Despite a turnaround in its image, messaging and overall brand, JCPenny has not done well so far this year. My message to JCPenney, however: Stay the course, and focus on the long term.

JCPenney’s rebranding to “fair and square” is a good one if only for the fact that it positions JCPenney against the competition. Suggested in the themeline is that the rest are not fair and square, which may tap into consumers’ belief that other retailers bilk them. It touches on an idea that is steeped with a bit more emotion, a first step in establishing a brand. What is refreshing about the move is the operational changes JCPenney has made to reinforce the new language.

Even though there is slow change, the rebranding positions JCPenney positively for multiple reasons.

First, it creates greater distinction in defining who the brand is for. It is for those who value fairness.

“Fair and square” has been taking a hit so far, with most of that hit being attributed to JCPenney’s elimination of coupons and replacing them with fairer prices.

Sure, this change might cause some coupon’ers to stop shopping at JCPenney but a coupon’er is only loyal to the coupon, not the brand. They are deal shoppers and, most often, the least brand loyal by defintion.

While “fair and square” has lost some of these customers, with constancy of message, it will begin attracting new ones in their place. Think of it this way: Those of us who do not coupon, believe that, if I need to coupon, that means the listed price is not fair. The building of preference for JCPenney will slowly build with those who are not necessarily looking for the lowest price (which those who coupon are), but the fairest.

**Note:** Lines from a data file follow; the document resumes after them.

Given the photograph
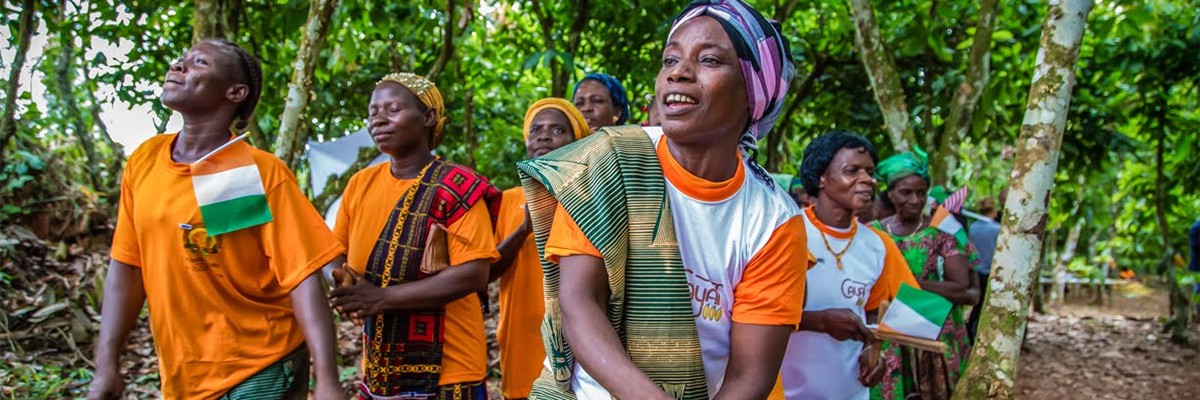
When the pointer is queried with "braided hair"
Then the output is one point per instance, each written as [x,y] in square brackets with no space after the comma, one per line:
[249,72]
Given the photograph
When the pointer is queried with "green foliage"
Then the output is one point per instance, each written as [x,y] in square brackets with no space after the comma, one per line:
[36,381]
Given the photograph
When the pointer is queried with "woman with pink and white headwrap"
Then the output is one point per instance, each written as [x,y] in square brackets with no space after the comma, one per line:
[670,270]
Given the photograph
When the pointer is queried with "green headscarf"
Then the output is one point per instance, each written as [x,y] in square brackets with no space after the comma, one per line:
[901,166]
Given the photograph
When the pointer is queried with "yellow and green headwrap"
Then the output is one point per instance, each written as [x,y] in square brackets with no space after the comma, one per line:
[427,93]
[579,125]
[901,166]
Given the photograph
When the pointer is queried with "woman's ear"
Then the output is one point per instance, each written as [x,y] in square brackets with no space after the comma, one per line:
[431,118]
[238,93]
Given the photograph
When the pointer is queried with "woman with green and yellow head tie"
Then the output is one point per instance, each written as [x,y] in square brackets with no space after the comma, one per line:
[941,263]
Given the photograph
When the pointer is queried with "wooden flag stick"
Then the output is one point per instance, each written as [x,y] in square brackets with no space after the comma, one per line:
[917,342]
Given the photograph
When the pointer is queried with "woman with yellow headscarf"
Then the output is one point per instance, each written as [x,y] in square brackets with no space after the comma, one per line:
[549,124]
[423,329]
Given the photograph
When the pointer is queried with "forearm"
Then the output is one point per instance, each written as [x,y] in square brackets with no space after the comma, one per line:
[755,358]
[813,321]
[313,314]
[601,353]
[437,291]
[509,250]
[124,297]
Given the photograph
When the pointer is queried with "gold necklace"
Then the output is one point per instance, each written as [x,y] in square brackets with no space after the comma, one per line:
[910,236]
[837,255]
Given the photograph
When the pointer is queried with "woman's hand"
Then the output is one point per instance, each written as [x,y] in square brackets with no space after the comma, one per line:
[354,297]
[839,323]
[106,387]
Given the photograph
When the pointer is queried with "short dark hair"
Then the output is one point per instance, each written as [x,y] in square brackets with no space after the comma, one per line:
[246,71]
[821,151]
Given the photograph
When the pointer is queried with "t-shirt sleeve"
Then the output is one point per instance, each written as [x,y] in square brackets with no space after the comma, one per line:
[125,238]
[895,272]
[474,239]
[567,239]
[297,239]
[772,287]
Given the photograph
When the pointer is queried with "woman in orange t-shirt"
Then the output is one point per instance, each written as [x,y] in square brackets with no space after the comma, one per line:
[423,328]
[216,237]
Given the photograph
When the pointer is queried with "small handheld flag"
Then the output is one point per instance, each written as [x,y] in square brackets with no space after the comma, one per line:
[916,312]
[229,190]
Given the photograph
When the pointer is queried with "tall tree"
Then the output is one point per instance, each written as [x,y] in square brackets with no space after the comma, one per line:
[883,73]
[993,368]
[64,84]
[561,52]
[215,18]
[966,97]
[289,142]
[27,27]
[885,77]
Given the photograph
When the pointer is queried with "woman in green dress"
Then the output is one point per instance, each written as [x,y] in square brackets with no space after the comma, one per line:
[941,258]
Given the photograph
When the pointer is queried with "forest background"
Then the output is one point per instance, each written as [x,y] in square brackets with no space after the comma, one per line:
[949,76]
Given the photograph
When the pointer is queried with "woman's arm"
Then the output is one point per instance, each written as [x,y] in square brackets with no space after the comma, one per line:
[755,356]
[509,249]
[451,284]
[955,281]
[583,297]
[312,312]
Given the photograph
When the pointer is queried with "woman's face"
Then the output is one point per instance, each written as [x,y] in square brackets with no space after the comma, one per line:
[397,120]
[202,79]
[909,196]
[549,130]
[700,91]
[594,100]
[850,179]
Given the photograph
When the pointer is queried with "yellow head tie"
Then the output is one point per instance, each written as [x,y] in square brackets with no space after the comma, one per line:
[579,124]
[427,93]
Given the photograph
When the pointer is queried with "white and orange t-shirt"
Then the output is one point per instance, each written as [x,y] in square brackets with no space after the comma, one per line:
[744,249]
[816,365]
[220,305]
[366,204]
[522,304]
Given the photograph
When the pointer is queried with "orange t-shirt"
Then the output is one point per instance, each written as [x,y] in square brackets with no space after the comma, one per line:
[366,204]
[522,305]
[895,272]
[220,306]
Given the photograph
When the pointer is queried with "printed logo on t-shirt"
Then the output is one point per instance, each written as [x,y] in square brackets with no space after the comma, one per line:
[199,246]
[706,297]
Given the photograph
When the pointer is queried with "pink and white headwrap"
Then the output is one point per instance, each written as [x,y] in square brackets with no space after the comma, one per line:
[763,54]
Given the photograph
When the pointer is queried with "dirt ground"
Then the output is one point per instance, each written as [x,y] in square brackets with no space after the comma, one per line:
[1080,351]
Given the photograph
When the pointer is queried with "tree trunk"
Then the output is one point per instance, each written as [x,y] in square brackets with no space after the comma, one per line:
[210,19]
[64,85]
[993,368]
[447,43]
[289,142]
[966,97]
[559,73]
[1181,309]
[881,69]
[28,25]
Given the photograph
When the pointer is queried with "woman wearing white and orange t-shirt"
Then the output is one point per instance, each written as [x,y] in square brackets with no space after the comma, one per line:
[857,268]
[676,266]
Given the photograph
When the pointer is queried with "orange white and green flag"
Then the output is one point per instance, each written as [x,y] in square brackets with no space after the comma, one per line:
[229,190]
[916,312]
[946,222]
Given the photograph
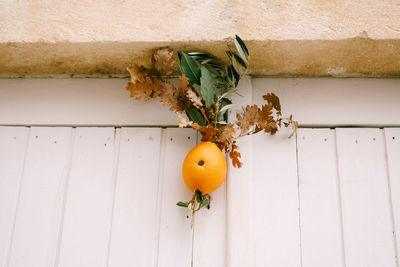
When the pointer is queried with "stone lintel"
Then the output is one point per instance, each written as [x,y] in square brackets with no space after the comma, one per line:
[353,57]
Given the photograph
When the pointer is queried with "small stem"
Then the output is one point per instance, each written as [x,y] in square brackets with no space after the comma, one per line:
[204,114]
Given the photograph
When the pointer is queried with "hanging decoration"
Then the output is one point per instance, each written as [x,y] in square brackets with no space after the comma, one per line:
[202,101]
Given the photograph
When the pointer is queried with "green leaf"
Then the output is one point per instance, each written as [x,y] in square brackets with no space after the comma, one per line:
[242,49]
[190,68]
[199,196]
[230,73]
[236,75]
[207,86]
[228,93]
[183,204]
[226,100]
[196,115]
[205,201]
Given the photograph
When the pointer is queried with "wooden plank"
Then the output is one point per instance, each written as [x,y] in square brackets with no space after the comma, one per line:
[392,138]
[314,101]
[240,249]
[87,219]
[13,143]
[41,198]
[367,224]
[106,102]
[276,214]
[320,214]
[175,245]
[134,235]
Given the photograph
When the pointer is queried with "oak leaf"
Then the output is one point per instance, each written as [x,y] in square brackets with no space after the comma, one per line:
[142,85]
[228,134]
[182,121]
[163,61]
[248,118]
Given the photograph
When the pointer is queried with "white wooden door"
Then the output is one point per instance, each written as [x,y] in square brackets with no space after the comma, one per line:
[91,196]
[75,190]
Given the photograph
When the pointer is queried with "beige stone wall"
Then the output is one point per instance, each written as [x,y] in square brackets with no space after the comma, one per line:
[285,37]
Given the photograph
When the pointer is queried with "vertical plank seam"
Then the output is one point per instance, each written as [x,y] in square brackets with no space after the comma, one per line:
[339,200]
[160,186]
[21,179]
[252,253]
[298,200]
[394,234]
[117,147]
[65,197]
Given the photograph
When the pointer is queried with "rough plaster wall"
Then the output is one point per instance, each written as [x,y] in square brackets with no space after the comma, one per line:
[285,37]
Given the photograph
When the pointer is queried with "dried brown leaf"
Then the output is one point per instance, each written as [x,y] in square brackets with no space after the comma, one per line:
[273,99]
[209,134]
[248,118]
[142,85]
[163,61]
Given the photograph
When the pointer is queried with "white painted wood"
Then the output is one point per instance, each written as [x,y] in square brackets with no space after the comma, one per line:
[209,244]
[240,249]
[134,234]
[320,215]
[39,212]
[276,207]
[87,219]
[13,143]
[392,141]
[335,102]
[367,223]
[175,244]
[106,102]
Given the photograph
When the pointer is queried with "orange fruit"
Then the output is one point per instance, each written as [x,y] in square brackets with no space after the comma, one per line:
[204,168]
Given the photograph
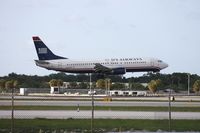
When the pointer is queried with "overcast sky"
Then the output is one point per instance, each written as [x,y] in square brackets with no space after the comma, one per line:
[87,29]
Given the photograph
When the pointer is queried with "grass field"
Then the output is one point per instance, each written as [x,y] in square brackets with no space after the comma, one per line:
[131,108]
[100,125]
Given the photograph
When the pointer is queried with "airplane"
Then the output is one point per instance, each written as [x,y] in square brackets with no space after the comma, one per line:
[113,66]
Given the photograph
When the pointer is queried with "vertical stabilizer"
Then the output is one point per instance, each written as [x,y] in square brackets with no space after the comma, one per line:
[43,52]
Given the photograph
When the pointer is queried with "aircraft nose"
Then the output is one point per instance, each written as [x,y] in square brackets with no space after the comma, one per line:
[165,65]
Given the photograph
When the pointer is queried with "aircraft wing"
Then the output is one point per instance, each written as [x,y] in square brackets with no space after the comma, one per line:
[102,69]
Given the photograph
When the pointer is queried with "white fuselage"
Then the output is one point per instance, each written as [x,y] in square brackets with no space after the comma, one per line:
[130,64]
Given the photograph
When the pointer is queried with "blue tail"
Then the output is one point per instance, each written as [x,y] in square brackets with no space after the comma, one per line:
[43,52]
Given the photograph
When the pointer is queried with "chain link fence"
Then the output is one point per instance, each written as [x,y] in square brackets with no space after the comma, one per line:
[57,113]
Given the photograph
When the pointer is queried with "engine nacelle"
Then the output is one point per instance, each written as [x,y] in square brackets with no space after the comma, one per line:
[118,71]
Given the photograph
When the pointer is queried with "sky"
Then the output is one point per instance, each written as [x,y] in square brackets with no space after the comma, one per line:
[96,29]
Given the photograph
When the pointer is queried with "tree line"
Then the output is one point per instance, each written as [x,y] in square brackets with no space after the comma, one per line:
[175,81]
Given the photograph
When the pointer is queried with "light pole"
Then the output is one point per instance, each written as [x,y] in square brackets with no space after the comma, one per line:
[92,94]
[188,84]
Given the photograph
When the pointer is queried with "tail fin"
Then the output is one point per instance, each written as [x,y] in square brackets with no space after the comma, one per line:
[43,52]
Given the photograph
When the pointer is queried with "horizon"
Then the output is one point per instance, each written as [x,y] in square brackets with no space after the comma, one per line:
[84,29]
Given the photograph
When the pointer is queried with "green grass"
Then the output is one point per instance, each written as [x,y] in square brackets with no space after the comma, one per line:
[131,108]
[100,125]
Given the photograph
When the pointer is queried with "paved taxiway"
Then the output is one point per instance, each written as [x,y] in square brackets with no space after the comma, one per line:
[97,103]
[60,114]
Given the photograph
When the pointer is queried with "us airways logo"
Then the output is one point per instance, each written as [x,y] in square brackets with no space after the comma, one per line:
[42,50]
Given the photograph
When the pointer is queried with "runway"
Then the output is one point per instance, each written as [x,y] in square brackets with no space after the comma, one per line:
[97,103]
[60,114]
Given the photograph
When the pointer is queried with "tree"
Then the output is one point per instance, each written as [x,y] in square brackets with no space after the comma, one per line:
[153,85]
[117,86]
[59,83]
[83,85]
[73,85]
[196,86]
[101,84]
[15,84]
[9,84]
[2,84]
[136,86]
[53,83]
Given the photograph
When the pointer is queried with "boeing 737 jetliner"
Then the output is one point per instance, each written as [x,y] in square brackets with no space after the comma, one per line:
[50,61]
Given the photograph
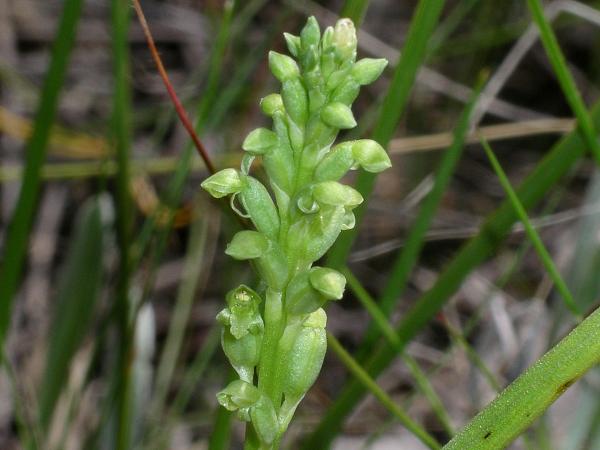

Secondly, JCPenney is taking steps to make “fair and square” more than just talk. It is easy to say something. It is much more difficult to put it into action. An intensive marketing message can draw customers, but, if it is not backed up with action to reinforce that message, customers soon become the wiser. It is better to be trusted by customers and represent nothing than to try to stand for something and it not be true. JCPenney is taking a bold step with its brand and it shows it understands its importance by the actions it is taking to make its new messaging believed.

Lastly, it is different. The initial downturn for JCPenney proves the point that those who coupon are not brand loyal. And, to coupon, you must believe that all retailers are the same. Fortunately for JCPenney, there is value in putting a stake in the ground. It provides direction and creates a brand identity.

A brand rarely changes the market overnight. Often marketers become nervous and make an about-face at the first sign of trouble. JCPenney must stay committed and remember that the changes it has made make a brand. It doesn’t want to revert back to simply being a store.